Les violences policières serait donc un problème intrinsèque à la formation des policiers ?
Ce que nous savons, c’est que les élèves policiers sont plus respectueux de la loi, plus ouverts, plus empathiques envers la population quand ils arrivent à l’école. Le problème est donc en partie dans la formation, mais c’est surtout après le passage en école, que le plus important se déroule. Les élèves font des stages, et sont pris en charge par un tuteur. Ensuite, dans le groupe professionnel, ils désapprennent un certain nombre de choses, les collègues ont tendance à les former autrement encore. Et ça, c’est ce qu’on appelle la culture professionnelle, les normes que partagent les agents. Ce n’est pas en changeant la formation qu’on va changer le système donc.
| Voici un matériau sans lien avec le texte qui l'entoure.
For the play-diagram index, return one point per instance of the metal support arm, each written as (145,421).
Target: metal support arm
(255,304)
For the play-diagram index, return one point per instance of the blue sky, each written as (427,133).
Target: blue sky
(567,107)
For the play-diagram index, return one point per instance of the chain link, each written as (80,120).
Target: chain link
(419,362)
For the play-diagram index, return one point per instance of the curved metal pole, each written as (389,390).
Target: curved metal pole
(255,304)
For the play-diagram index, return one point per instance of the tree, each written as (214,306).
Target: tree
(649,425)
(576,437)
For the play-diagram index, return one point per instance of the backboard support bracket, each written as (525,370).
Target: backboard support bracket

Il faut changer aussi l’encadrement local, les retours d’expériences. Il faut des outils pour faire évoluer les comportements des agents, on ne peut pas juste changer les nouveaux policiers. Il faut changer aussi ceux qui vont les former. Mais ces retours d’expériences, ces outils, sont peu existants. Cette analyse des pratiques devrait se faire au niveau des commissariats. Le patron du commissariat doit faire en sorte que ses agents réfléchissent à ce qu’ils font. Ce ne serait pas une sanction, ni une formation, mais des pratiques qui permettraient d’analyser la qualité de la police tout au long de l’exercice du métier.